Est-ce que Som Mobilitat pense le lien avec le service public de transport ?

Laura : Son Mobilitat est un commun pas démocratique et pas inclusif car même si ils sont prêts à accueillir de nouveaux membres, il y a un ticket d’entrée qui s’élève à environ 1500€. On leur a posé la question “Est-ce qu’à côté vous militez pour un meilleur transport public?” Ce n’est pas leur sujet. Ils oeuvrent “à côté” des politiques publiques. 

Et sur la question de l’habitat coopératif ?

Ce qui particulier à la mandature d’Ada Colau c’était le fait d’avoir engagé la collectivité sur des axes forts qui étaient aussi des axes de lutte notamment le foncier. Il y avait une grosse pression de foncier à Barcelone avec la prédation d’acteurs comme AirBnB donc un des engagements de la maire était de lutter contre ce capitalisme de plateforme et de permettre aux habitants d’habiter à nouveau dans le centre ville de Barcelone. 

Sur le champ de l’habitat coopératif, le système porté par la ville de Barcelone est un système de baux emphytéotique : la ville utilise du foncier public, finance et investit dans la construction et les habitants remboursent. C’est une manière de sortir le foncier de la spéculation, les habitants paient un loyer qui est modéré, mais par contre, ils n’accèdent pas à la propriété. Quand ils sortent de la coopérative d’habitat, ils vendent leur droit d’usage et vont permettre à quelqu’un d’autre de prendre leur place [voir aussi cet article sur l’ANABF pour creuser la question de l’habitat à Barcelone].

Solenn : Un point intéressant à noter aussi, c’est le fait que ce type de logement n’était pas forcément abordable pour les populations les plus modestes (comparés à notre système de HLM). 

La mairie avait promis environ 130 logements et en a finalement produit que 8. L’ambition était énorme au départ. Aujourd’hui, ils sont en train d’inclure des clauses de mixité sociale dans les programmes car ils se sont aperçus que les premiers programmes avaient été approprié par des collectifs plutôt homogènes en terme de catégorie sociale. 

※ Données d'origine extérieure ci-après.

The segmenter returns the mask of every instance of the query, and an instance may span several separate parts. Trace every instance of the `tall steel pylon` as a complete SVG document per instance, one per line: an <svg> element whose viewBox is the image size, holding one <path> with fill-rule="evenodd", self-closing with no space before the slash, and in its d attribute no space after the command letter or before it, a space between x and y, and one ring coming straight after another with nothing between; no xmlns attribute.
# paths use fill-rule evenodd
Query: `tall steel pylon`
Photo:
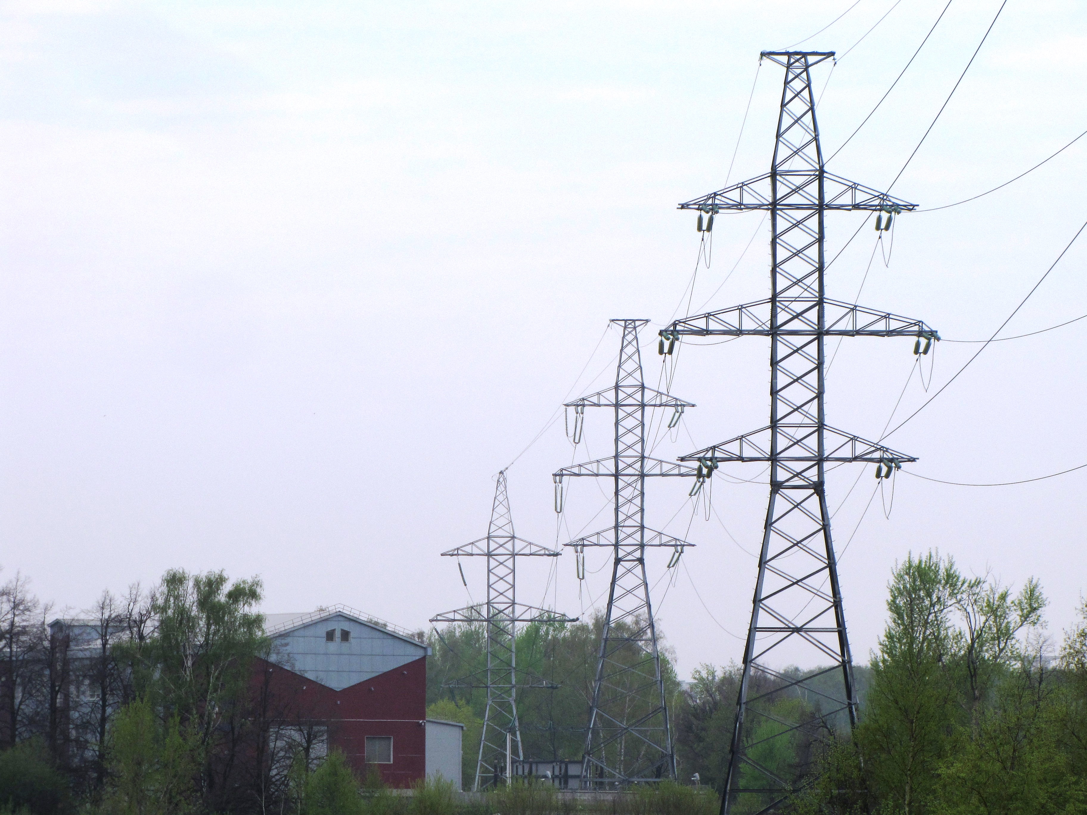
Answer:
<svg viewBox="0 0 1087 815"><path fill-rule="evenodd" d="M924 352L937 334L919 319L830 300L824 290L824 216L879 212L877 228L915 204L833 175L823 166L811 68L833 52L763 52L785 68L769 173L679 204L703 215L769 210L771 297L688 316L661 331L684 336L770 337L770 425L679 461L766 462L770 501L744 649L722 813L774 811L808 779L820 729L857 722L857 688L830 539L828 464L877 464L889 475L914 457L826 424L827 337L916 337ZM709 222L707 226L712 226ZM884 469L886 468L886 469ZM827 664L829 663L829 664ZM821 666L807 675L784 665Z"/></svg>
<svg viewBox="0 0 1087 815"><path fill-rule="evenodd" d="M672 547L682 553L691 544L646 528L645 481L648 476L694 476L697 472L686 464L646 455L646 409L672 408L673 421L669 425L672 427L684 409L694 405L646 387L638 329L649 321L611 322L623 329L615 385L565 406L574 409L575 437L580 435L586 408L614 409L614 455L563 467L553 476L555 510L560 512L566 477L611 478L615 487L614 525L565 544L574 548L579 564L584 563L586 547L613 550L608 611L582 767L583 787L589 788L675 777L661 655L646 579L646 548Z"/></svg>
<svg viewBox="0 0 1087 815"><path fill-rule="evenodd" d="M514 535L504 469L498 474L497 481L487 537L441 553L446 557L487 559L487 602L446 612L430 619L432 623L483 623L487 626L487 667L482 672L483 676L473 674L448 686L487 690L479 758L472 786L475 790L508 782L512 762L524 758L521 724L517 720L517 688L558 687L527 674L522 674L518 679L517 623L576 622L576 618L517 602L517 557L555 557L561 552Z"/></svg>

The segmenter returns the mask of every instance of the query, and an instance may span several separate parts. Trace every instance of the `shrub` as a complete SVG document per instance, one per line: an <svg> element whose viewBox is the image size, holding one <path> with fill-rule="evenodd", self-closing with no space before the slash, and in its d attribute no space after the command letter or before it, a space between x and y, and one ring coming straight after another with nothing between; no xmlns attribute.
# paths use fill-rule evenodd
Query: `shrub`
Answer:
<svg viewBox="0 0 1087 815"><path fill-rule="evenodd" d="M55 815L66 807L67 792L67 780L39 740L0 753L0 806L8 812Z"/></svg>
<svg viewBox="0 0 1087 815"><path fill-rule="evenodd" d="M412 785L412 815L455 815L457 790L452 781L442 778L424 778Z"/></svg>
<svg viewBox="0 0 1087 815"><path fill-rule="evenodd" d="M546 781L513 781L492 790L487 798L491 808L502 815L553 815L560 808L558 791Z"/></svg>
<svg viewBox="0 0 1087 815"><path fill-rule="evenodd" d="M302 815L363 815L359 781L343 753L334 750L305 779Z"/></svg>

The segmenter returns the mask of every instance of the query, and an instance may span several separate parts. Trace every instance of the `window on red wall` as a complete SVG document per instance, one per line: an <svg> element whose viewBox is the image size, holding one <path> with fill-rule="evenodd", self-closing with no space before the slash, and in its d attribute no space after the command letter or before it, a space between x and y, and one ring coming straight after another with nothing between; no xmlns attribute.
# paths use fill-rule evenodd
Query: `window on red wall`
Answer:
<svg viewBox="0 0 1087 815"><path fill-rule="evenodd" d="M391 764L391 763L392 763L392 737L367 736L366 764Z"/></svg>

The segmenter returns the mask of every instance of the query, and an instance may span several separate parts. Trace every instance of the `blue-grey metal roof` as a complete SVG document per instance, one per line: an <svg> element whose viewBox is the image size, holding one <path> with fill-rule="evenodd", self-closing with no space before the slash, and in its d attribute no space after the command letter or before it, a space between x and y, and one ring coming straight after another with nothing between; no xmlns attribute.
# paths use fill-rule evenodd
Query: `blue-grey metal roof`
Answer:
<svg viewBox="0 0 1087 815"><path fill-rule="evenodd" d="M340 639L341 629L351 632L347 642ZM334 690L358 685L429 653L426 644L407 629L343 605L307 614L266 614L265 630L276 643L273 663ZM325 638L328 630L335 631L332 642Z"/></svg>

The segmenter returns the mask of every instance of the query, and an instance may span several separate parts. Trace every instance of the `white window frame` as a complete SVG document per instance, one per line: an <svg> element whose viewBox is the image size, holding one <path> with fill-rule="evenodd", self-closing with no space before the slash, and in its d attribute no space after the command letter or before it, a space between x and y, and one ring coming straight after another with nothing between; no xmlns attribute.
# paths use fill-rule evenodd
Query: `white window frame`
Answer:
<svg viewBox="0 0 1087 815"><path fill-rule="evenodd" d="M370 747L370 740L371 739L388 739L389 740L389 760L387 762L372 762L372 761L370 761L370 750L366 749L366 748ZM366 750L366 752L365 752L366 764L395 764L396 763L393 761L395 753L392 752L392 737L391 736L366 736L365 740L363 741L363 749Z"/></svg>

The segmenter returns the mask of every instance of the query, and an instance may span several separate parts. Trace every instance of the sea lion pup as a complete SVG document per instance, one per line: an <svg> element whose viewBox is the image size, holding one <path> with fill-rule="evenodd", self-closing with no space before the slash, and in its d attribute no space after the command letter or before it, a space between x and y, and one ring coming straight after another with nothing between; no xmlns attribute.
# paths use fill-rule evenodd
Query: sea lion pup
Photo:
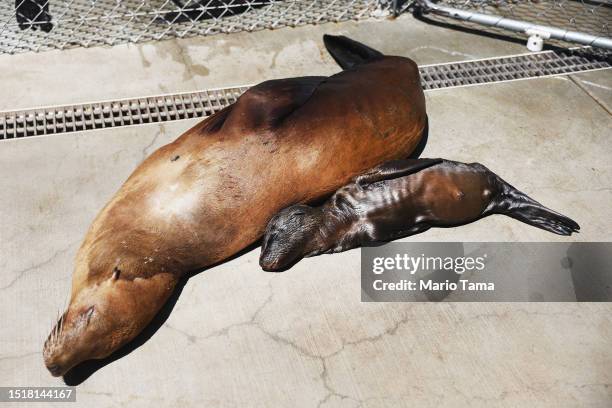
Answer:
<svg viewBox="0 0 612 408"><path fill-rule="evenodd" d="M329 196L419 145L426 114L416 64L324 40L346 70L252 87L154 152L102 209L44 346L53 375L133 339L182 276L257 241L281 209Z"/></svg>
<svg viewBox="0 0 612 408"><path fill-rule="evenodd" d="M268 223L259 264L284 270L305 256L342 252L505 214L559 235L576 222L531 199L479 163L396 160L358 176L320 207L294 205Z"/></svg>

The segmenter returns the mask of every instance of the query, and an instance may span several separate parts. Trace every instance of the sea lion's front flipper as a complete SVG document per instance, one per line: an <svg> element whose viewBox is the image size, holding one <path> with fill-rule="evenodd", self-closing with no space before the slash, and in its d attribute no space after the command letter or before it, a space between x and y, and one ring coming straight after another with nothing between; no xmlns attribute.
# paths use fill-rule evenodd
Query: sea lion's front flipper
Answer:
<svg viewBox="0 0 612 408"><path fill-rule="evenodd" d="M364 187L368 184L376 183L377 181L391 180L414 174L439 163L442 163L442 159L392 160L358 176L355 182L360 187Z"/></svg>

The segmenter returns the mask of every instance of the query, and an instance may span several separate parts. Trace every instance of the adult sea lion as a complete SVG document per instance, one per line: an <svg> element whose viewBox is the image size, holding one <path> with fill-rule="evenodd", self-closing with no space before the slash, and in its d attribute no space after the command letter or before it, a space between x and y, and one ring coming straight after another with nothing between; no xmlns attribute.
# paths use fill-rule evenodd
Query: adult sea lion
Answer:
<svg viewBox="0 0 612 408"><path fill-rule="evenodd" d="M406 159L380 165L320 207L294 205L268 223L259 263L286 269L304 256L414 235L505 214L559 235L578 224L520 192L479 163Z"/></svg>
<svg viewBox="0 0 612 408"><path fill-rule="evenodd" d="M426 125L417 65L324 41L344 71L251 88L154 152L102 209L44 345L53 375L133 339L181 276L255 242L282 208L414 150Z"/></svg>

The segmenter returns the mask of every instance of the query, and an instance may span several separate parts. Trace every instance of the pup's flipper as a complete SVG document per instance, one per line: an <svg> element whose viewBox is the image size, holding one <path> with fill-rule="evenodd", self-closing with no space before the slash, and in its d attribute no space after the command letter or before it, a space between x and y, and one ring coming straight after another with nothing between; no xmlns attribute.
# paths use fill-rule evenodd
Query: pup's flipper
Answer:
<svg viewBox="0 0 612 408"><path fill-rule="evenodd" d="M372 170L357 176L355 183L365 187L377 181L391 180L409 174L417 173L423 169L442 163L442 159L402 159L392 160L374 167Z"/></svg>

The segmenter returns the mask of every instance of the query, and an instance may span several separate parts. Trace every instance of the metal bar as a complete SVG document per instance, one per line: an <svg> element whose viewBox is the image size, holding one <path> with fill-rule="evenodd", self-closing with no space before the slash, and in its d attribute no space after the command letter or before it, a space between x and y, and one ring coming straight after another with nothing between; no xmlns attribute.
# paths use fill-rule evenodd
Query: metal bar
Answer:
<svg viewBox="0 0 612 408"><path fill-rule="evenodd" d="M429 92L612 68L608 60L583 51L544 51L422 65L419 72L423 89ZM234 103L248 88L0 112L0 140L207 117Z"/></svg>
<svg viewBox="0 0 612 408"><path fill-rule="evenodd" d="M527 34L528 31L544 32L549 34L550 38L555 40L574 42L577 44L612 50L612 38L595 36L577 31L569 31L546 25L532 24L529 22L513 20L492 14L482 14L474 11L461 10L434 3L431 0L419 0L418 3L425 11L430 11L458 20L482 24L490 27L503 28L524 34Z"/></svg>

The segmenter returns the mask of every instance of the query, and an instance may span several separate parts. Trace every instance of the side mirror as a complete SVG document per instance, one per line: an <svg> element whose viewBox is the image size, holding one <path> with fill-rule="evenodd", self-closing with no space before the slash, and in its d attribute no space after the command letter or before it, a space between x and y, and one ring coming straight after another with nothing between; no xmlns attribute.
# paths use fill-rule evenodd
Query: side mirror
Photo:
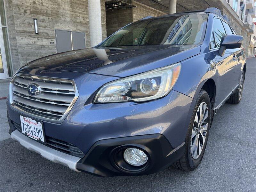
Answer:
<svg viewBox="0 0 256 192"><path fill-rule="evenodd" d="M223 36L220 41L220 46L219 53L222 57L224 55L226 49L240 48L244 43L243 36L234 35L228 35Z"/></svg>

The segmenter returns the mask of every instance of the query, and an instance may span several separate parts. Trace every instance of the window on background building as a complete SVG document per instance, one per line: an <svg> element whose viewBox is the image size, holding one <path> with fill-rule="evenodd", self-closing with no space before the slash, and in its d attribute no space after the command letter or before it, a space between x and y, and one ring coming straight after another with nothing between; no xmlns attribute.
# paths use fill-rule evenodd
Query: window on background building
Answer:
<svg viewBox="0 0 256 192"><path fill-rule="evenodd" d="M7 29L7 23L5 18L5 13L4 10L4 0L0 0L0 36L2 37L4 41L3 43L0 45L1 51L0 55L1 56L0 61L0 66L3 66L5 65L7 67L8 71L8 75L11 77L12 76L12 60L11 58L11 51L9 47L9 39ZM2 57L3 53L4 53L5 57ZM5 57L5 59L4 58ZM3 58L4 59L3 60ZM0 73L3 72L1 71L1 67L0 66Z"/></svg>
<svg viewBox="0 0 256 192"><path fill-rule="evenodd" d="M245 4L244 3L244 2L241 2L240 4L240 10L241 12L240 13L240 19L243 22L244 21L244 7L245 6Z"/></svg>
<svg viewBox="0 0 256 192"><path fill-rule="evenodd" d="M236 12L237 12L237 0L234 0L233 7Z"/></svg>

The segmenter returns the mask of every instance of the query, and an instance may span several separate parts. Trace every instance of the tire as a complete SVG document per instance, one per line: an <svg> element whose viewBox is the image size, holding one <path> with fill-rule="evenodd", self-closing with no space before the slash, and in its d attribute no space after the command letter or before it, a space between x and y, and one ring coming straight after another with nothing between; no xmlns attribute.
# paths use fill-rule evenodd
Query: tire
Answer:
<svg viewBox="0 0 256 192"><path fill-rule="evenodd" d="M230 96L228 100L227 101L227 103L231 104L237 104L240 102L240 101L241 100L241 99L242 98L242 93L243 93L243 89L244 88L244 71L243 71L241 74L241 78L240 79L239 87L235 91L235 92Z"/></svg>
<svg viewBox="0 0 256 192"><path fill-rule="evenodd" d="M210 99L207 92L203 89L201 90L196 100L196 104L195 107L193 114L191 117L190 123L186 135L185 141L185 152L183 156L179 160L173 164L173 165L174 167L185 171L190 171L196 168L200 164L204 156L209 135L210 117L211 116L210 103ZM201 124L204 125L202 125L202 126L198 126L198 124L196 122L197 119L196 118L196 116L197 118L198 119L200 118L200 117L198 118L198 117L200 117L199 115L201 113L201 109L203 108L205 106L205 105L206 105L207 107L205 107L206 110L205 111L206 112L204 113L205 116L206 114L208 115L208 119L205 119L204 121L202 121L203 123ZM201 106L203 106L202 108L199 108L199 107L201 107ZM206 111L207 109L208 110ZM198 110L199 111L198 111ZM203 110L201 110L201 111L204 111ZM204 119L204 118L203 117L203 119ZM200 119L199 122L200 123ZM197 127L198 128L199 127L200 128L197 129L195 129L196 127ZM204 128L202 128L201 129L201 128L203 127ZM207 129L206 132L205 133L204 137L205 140L202 148L201 144L202 143L202 142L203 142L203 134L204 133L203 132L202 134L201 134L201 130L203 130L203 129L205 128ZM198 131L198 130L200 131ZM203 131L202 131L203 132ZM193 133L193 135L192 135L192 132ZM195 133L197 133L198 136L198 135L196 134L195 136L192 137L195 135ZM195 148L196 147L196 146L194 148L193 147L195 146L195 143L196 143L197 142L197 140L195 140L197 139L196 137L198 137L199 143L200 144L201 148L199 148L199 145L198 145L198 143L197 142L198 147L197 149L193 150L193 149L195 149ZM192 148L191 148L191 146L192 146ZM201 151L201 152L199 153L199 150L200 149ZM195 154L196 153L196 154Z"/></svg>

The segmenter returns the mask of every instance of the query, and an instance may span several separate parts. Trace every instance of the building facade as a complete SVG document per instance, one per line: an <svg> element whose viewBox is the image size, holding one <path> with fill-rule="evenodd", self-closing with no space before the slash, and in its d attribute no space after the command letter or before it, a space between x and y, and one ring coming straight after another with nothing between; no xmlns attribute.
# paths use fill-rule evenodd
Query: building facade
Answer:
<svg viewBox="0 0 256 192"><path fill-rule="evenodd" d="M177 0L176 11L219 9L252 56L255 0ZM169 0L0 0L0 79L38 58L90 47L129 23L168 14L169 5Z"/></svg>

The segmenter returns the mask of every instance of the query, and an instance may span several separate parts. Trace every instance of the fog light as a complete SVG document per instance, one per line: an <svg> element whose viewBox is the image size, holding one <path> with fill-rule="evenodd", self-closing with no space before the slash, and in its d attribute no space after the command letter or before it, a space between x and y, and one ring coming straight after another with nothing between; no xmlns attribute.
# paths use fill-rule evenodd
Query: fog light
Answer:
<svg viewBox="0 0 256 192"><path fill-rule="evenodd" d="M130 164L139 166L145 164L148 161L148 156L141 150L134 148L129 148L124 153L124 160Z"/></svg>

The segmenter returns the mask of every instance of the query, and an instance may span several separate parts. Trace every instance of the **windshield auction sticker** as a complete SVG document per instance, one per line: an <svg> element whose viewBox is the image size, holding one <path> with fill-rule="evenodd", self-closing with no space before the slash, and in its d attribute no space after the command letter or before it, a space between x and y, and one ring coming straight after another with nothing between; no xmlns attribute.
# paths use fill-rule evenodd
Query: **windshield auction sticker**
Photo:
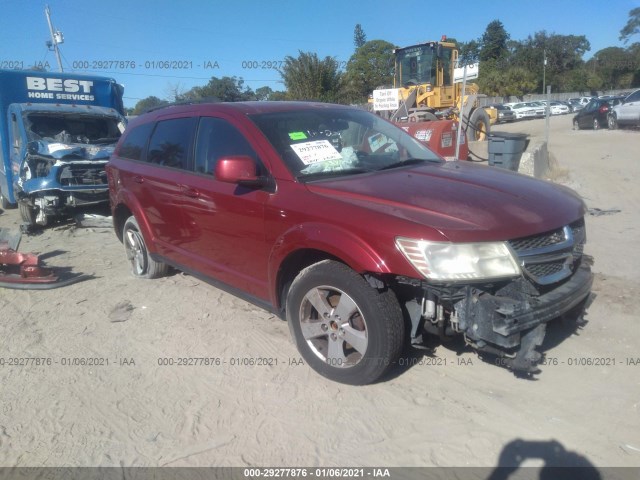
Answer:
<svg viewBox="0 0 640 480"><path fill-rule="evenodd" d="M342 155L331 145L329 140L298 143L291 145L291 148L305 165L342 159Z"/></svg>

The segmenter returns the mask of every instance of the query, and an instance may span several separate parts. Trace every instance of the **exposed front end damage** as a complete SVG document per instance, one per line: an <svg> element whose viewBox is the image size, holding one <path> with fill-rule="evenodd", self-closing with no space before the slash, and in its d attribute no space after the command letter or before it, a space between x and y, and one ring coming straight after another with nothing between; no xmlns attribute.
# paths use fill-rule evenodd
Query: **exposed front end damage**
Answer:
<svg viewBox="0 0 640 480"><path fill-rule="evenodd" d="M547 322L584 305L593 276L583 255L584 221L509 241L522 276L493 283L437 285L396 278L411 320L411 341L422 334L463 335L477 351L502 357L517 372L538 371Z"/></svg>
<svg viewBox="0 0 640 480"><path fill-rule="evenodd" d="M25 111L29 140L14 175L14 192L25 223L47 225L73 210L109 201L105 173L124 130L114 110Z"/></svg>

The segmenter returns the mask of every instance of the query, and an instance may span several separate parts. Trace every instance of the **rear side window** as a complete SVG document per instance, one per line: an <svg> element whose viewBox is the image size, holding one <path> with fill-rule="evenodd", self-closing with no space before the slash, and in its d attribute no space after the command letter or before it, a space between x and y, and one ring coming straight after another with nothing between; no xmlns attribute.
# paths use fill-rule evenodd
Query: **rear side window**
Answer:
<svg viewBox="0 0 640 480"><path fill-rule="evenodd" d="M189 169L195 117L158 122L151 135L147 161L165 167Z"/></svg>
<svg viewBox="0 0 640 480"><path fill-rule="evenodd" d="M627 97L627 102L637 102L638 100L640 100L640 90L633 92L629 97Z"/></svg>
<svg viewBox="0 0 640 480"><path fill-rule="evenodd" d="M247 155L258 163L255 151L236 127L221 118L201 118L196 141L196 173L213 175L218 160L231 155Z"/></svg>
<svg viewBox="0 0 640 480"><path fill-rule="evenodd" d="M124 138L118 155L130 160L145 160L145 148L153 125L153 123L144 123L134 127Z"/></svg>

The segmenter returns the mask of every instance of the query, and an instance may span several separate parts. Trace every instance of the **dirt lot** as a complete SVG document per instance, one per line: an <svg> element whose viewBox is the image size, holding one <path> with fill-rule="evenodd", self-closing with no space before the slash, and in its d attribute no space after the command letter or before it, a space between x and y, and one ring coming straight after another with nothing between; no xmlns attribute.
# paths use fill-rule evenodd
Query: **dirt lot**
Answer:
<svg viewBox="0 0 640 480"><path fill-rule="evenodd" d="M553 180L593 209L596 297L583 328L550 325L536 380L455 344L405 355L376 385L332 383L271 314L180 273L137 280L110 229L62 225L21 250L94 278L0 289L0 466L491 467L508 445L511 463L544 451L640 466L640 132L575 132L569 116L551 126ZM18 224L16 210L0 214ZM177 365L194 357L212 360ZM69 365L78 358L102 364Z"/></svg>

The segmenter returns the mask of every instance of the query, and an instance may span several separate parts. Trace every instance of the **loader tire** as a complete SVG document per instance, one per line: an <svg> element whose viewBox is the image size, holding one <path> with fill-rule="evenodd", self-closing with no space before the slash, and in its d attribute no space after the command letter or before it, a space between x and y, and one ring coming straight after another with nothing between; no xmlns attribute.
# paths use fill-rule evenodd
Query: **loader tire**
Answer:
<svg viewBox="0 0 640 480"><path fill-rule="evenodd" d="M471 134L468 137L476 142L484 142L491 131L490 122L489 114L484 111L484 108L476 108L469 119L468 128L471 129Z"/></svg>

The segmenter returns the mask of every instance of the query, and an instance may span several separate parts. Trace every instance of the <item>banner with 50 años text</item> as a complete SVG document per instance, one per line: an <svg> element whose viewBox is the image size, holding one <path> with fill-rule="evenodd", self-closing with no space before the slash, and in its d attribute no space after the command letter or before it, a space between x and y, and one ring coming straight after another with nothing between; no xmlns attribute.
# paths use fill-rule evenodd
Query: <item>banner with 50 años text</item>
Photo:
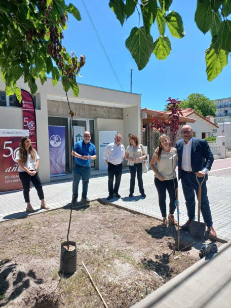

Finalement, avez vous eu des réponses par rapport au bilan d’Ada Colau ?

Laura : Les promesses étaient tellement fortes que forcément, elle avait pas réussi à tout résoudre. Finalement, ce qui revient ce sont les peurs conservatrices liées à l’insécurité, à la drogue. Elle n’a pas géré les effets collatéraux de ses mesures. Il y a une critique de la droite : “avant on avait une économie qui certes bénéficiait seulement à un petit nombre mais maintenant, on a plus cette économie et on a des effets négatifs comme la drogue, les migrants, etc”.

Quels seraient le point à clarifier ? L’image un peu floue que vous retiendrez du voyage? 

Laura : les panneaux “Tourist Go Home, Refugees Welcome”

Solenn : la coopérative intégrale catalane qui a été représentée par un mec qui était pas du tout clair et qui ne nous a rien appri. On a senti le décalage entre la frange à gauche de la gauche et les communs d’aujourd’hui. 

Si vous deviez garder une carte postale de ce voyage, c’est quoi la carte postale Ouaouh ? 

Solenn : Moi j’avais envie de creuser le lien financement participatif/financement public. 

Laura : Moi ce qui m’a marqué, c’est la vivacité de la lutte sociale. C’est un peu “l’énergie du désespoir” car la crise a été tellement dure que les gens se sont bougés. J’ai en tête l’exemple d’une usine qui a été réaffectée : au fur et à mesure que les manufacture sont partis, ils ont squatté les locaux en y installant des coopératives de production. Aujourd’hui, c’est encore hyper vivant : menuiserie, école, gros volet culturel, etc.